1School of Computer Science and Engineering, Southeast University, Nanjing, China
2School of Computer Science and Engineering, Nanjing University of Science and Technology, Nanjing, China
3Zhongda Hospital, Southeast University, Nanjing, China
4Institute of High-Performance Computing, A*STAR, Singapore
∗Corresponding author: Yi Zhou (yizhou.szcn@gmail.com)
Medical image segmentation is undergoing a paradigm shift from conventional visual pattern matching to cognitive reasoning-driven analysis. Although Multimodal Large Language Models (MLLMs) have shown promise in integrating linguistic and visual knowledge, significant gaps remain: existing general MLLMs possess broad common sense but lack the specialized visual reasoning required for complex lesions, whereas traditional segmentation models excel at pixel-level segmentation but lack logical interpretability. In this paper, we introduce ComLesion-14K, the first large-scale Chain-of-Thought (CoT) benchmark specifically curated to demand reasoning-driven understanding for complex lesion segmentation. To accomplish this task, we propose CORE-Seg, an end-to-end framework integrating reasoning with segmentation through a latent interaction mechanism. We design a progressive training strategy from SFT to GRPO, equipped with an adaptive dual-granularity reward mechanism to mitigate reward sparsity. Our method achieves state-of-the-art results with a mean Dice of 37.06% (14.89% higher than the second-best baseline), while reducing the failure rate to 18.42%, less than half that of general MLLMs.
To address the lack of reasoning-oriented complex lesion segmentation data, we construct ComLesion-14K, the first large-scale Chain-of-Thought (CoT) driven multimodal benchmark for complex lesion segmentation, curated from 26 public authorized datasets with a three-stage construction pipeline. The dataset contains 13678 complex lesion samples covering 8 imaging modalities (MRI, CT, X-Ray, Ultrasound, OCT, etc.), 9 anatomical regions (Head, Abdomen, Lung, Eye, etc.) and 31 disease categories, focusing on clinical scenarios where traditional segmentation models fail.

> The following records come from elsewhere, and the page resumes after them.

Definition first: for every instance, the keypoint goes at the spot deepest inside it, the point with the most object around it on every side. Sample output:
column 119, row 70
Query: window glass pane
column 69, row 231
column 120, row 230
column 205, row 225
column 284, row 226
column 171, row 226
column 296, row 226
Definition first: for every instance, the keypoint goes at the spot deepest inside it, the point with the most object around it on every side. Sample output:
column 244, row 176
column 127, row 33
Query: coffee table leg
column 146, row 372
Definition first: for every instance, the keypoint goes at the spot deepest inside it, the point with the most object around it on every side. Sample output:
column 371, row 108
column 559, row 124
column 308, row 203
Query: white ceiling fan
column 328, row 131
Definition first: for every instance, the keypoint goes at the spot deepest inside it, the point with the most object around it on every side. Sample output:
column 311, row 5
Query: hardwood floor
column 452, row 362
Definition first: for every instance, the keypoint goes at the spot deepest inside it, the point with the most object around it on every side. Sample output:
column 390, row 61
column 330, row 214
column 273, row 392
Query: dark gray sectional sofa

The construction process includes: (1) Difficulty-Aware Filtering: Using U-Net to model segmentation error distribution (power-law function) and Kneedle algorithm to select hard samples with high morphological variability and low contrast; (2) CoT and VQA Generation: Constructing structured tuples (image, mask, query, reasoning, answer) via GPT-4o with a two-step prompting strategy, simulating clinician's diagnostic reasoning and stripping coordinate values to avoid shortcut learning; (3) Automated Quality Assurance: Using Qwen2.5VL-Max to score samples based on normal anatomy description, lesion characterization and reasoning logic (weighted 0.3:0.3:0.4), regenerating samples with scores below 0.8 to ensure quality.
CORE-Seg is an end-to-end complex-lesion-centric reasoning segmentation framework that unifies the coherence of end-to-end models with the explicit reasoning of reinforcement learning, eliminating box-based error propagation and reward sparsity in traditional methods. The framework consists of three core components and a two-stage progressive training pipeline, with a custom adaptive dual-granularity reward mechanism for reinforcement learning optimization.

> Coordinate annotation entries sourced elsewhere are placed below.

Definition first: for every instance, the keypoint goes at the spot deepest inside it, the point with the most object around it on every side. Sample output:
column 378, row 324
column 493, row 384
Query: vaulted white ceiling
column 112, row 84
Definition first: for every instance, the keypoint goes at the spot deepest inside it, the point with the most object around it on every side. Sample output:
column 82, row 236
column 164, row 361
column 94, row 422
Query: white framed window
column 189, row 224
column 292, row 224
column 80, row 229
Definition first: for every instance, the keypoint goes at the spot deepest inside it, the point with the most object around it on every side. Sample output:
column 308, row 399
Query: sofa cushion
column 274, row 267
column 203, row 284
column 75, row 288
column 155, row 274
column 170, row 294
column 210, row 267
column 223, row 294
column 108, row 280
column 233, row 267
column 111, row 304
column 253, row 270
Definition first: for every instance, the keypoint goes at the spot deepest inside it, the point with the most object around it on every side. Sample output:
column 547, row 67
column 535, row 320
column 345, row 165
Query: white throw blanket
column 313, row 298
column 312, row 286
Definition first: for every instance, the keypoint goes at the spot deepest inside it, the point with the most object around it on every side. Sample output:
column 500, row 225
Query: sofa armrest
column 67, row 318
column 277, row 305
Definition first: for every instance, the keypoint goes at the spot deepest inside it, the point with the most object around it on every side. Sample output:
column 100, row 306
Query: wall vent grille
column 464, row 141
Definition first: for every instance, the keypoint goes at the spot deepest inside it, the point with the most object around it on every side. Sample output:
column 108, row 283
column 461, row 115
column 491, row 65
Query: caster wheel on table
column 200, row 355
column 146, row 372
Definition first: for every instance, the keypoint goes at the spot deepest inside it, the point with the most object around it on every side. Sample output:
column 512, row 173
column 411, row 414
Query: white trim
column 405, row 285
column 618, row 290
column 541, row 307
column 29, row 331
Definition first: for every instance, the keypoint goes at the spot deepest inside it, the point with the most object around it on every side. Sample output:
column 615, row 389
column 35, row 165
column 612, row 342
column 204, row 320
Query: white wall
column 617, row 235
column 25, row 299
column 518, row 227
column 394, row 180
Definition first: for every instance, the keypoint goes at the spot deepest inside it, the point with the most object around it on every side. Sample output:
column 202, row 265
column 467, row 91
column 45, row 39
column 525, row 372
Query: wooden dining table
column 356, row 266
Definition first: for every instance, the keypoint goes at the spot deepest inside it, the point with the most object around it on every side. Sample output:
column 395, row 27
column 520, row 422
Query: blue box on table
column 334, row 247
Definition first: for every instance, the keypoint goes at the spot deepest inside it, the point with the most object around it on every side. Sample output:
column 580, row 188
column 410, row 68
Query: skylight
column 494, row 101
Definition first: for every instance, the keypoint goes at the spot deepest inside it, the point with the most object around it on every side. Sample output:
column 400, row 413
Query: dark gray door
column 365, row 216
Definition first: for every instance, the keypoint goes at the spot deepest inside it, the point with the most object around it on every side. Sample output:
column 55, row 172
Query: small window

Core Components: (1) Multimodal Reasoning Module: Based on Qwen2.5-VL-3B, generates structured reasoning (/) and answer () with a special
Two-Stage Training: (1) CoT-Based Semantic Alignment (SFT): Applies LoRA to MLLM and fine-tunes the adapter/mask decoder with a composite loss (text cross-entropy + DiceCE) to align linguistic reasoning and visual localization; (2) RL-Based Reasoning Exploration (GRPO): Uses Group Relative Policy Optimization to enhance generalization, with a composite reward function (format reward + bipartite matching reward + dual-granularity mask reward) to guide policy update and refine segmentation boundaries.
Extensive experiments are conducted on the ComLesion-14K dataset, with evaluations on in-distribution (ID) complex lesion segmentation and out-of-distribution (OOD) generalization (TNSCUI2020, ISPY, CVC-ClinicDB). We compare CORE-Seg with three categories of SOTA models: General MLLMs (Qwen2.5-VL-72B, InternVL3-8B), Medical-Specific MLLMs (HuatuoGPT-7B, MedGemma-4B) and Grounding-Specific MLLMs (SegZero-7B, LISA-3B), with evaluation metrics including mean Dice (mDice), mean IoU (mIoU) and Failure Rate (Dice=0 or invalid format).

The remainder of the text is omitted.